I scowled. “No one asked you to do that.”

“Rydian asked,” she snapped. The way she’d said his name—like she knew him well, maybe even intimately—grated on parts of me I didn’t want to admit. “Apparently, he cares about you. Maybe more than you care about yourself. Or the realm you were chosen to protect.”

“How dare you?” I said. “You don’t know anything about me or what I care about. And despite what Rydian says, I can take care of myself.”

“Prove it,” she said, smirking in a way that had me wanting to rip the expression off her pretty, scarred face.

“Don’t tempt me,” I snarled.

“Keres,” Thorne said with a sigh. “This isn’t the time.”

“I’m serious,” Keres said. She nodded toward the front door. “You want to be free of us? This is how. Train. Learn to wield your magic. Control it. When you don’t need our protection anymore, we’ll go our separate ways.”

“Keres,” Daegel warned, but a look from her cut him off.

“She has to stand on her own,” Keres said, pinning me with a measuring look.

Daegel hesitated but then nodded.

“What do you say?” Amanti asked quietly. “Will you stay and train with us?”

No one said anything, all of them waiting for my response.

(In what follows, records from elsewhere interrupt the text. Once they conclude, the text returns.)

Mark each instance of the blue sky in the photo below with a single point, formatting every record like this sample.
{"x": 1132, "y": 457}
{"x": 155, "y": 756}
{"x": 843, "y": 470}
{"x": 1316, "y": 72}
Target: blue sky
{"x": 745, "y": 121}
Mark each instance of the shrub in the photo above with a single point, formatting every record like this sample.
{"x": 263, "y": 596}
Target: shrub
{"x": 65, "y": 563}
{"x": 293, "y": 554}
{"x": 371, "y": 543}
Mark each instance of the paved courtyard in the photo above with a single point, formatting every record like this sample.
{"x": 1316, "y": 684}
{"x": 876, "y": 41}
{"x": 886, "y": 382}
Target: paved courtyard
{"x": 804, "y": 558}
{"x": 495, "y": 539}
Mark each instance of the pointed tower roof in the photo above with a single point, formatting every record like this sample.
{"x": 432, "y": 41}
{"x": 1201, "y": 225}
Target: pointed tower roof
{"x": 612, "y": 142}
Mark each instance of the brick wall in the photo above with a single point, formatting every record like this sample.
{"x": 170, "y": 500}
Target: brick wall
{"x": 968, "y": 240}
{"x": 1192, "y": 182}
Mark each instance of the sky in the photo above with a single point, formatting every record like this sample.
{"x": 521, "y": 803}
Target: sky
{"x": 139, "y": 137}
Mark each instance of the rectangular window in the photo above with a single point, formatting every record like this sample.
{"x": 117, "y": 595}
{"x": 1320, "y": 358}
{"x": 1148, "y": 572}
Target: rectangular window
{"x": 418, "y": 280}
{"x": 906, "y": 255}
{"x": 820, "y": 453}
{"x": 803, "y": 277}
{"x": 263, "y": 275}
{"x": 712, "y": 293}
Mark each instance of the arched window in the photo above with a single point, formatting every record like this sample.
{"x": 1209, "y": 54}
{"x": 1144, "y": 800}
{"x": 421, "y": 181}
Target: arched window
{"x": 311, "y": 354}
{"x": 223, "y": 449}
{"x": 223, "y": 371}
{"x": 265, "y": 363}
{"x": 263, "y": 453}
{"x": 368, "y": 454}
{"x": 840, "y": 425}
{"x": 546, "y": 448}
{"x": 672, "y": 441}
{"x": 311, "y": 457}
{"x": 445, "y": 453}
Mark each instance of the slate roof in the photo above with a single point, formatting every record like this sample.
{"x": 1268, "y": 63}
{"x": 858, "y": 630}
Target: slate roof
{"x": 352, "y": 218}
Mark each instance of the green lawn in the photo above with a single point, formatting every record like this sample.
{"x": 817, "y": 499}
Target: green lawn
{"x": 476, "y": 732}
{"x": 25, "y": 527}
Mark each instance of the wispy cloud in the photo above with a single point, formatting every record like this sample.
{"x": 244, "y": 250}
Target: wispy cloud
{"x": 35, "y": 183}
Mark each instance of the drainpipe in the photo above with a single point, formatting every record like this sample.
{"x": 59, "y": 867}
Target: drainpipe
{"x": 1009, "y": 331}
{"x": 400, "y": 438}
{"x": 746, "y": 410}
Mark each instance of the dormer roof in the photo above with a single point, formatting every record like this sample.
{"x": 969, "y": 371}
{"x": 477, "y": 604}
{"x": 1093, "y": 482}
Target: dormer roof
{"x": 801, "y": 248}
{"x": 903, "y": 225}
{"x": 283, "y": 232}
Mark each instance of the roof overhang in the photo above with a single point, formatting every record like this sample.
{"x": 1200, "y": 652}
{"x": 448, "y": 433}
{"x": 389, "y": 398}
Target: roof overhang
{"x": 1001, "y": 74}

Part of me wanted to refuse. They’d taken me against my will—kidnapped, not rescued, I didn’t care what they tried to call it—and drugged me for days.

Keres obviously hated me and, in this moment, the feeling was mutual.

But I couldn’t walk away from Amanti. Not after losing Lesha and Sonoma.

For better or worse, she was the only family I had left.

Besides, the entire realm knew I wielded the power of the Furiosities. Where could I go that was safe now?

“I’ll stay,” I said at last, the words rough as gravel. “For you, Amanti. Not for your queen.” I didn’t even let myself look at Keres as I added, “Not for any of them. For you, I’ll stay. For now.”

Daegel breathed an audible sigh.

Thorne slapped Daegel’s shoulder and said, “See, Keres? And you thought we’d have to tie her up.”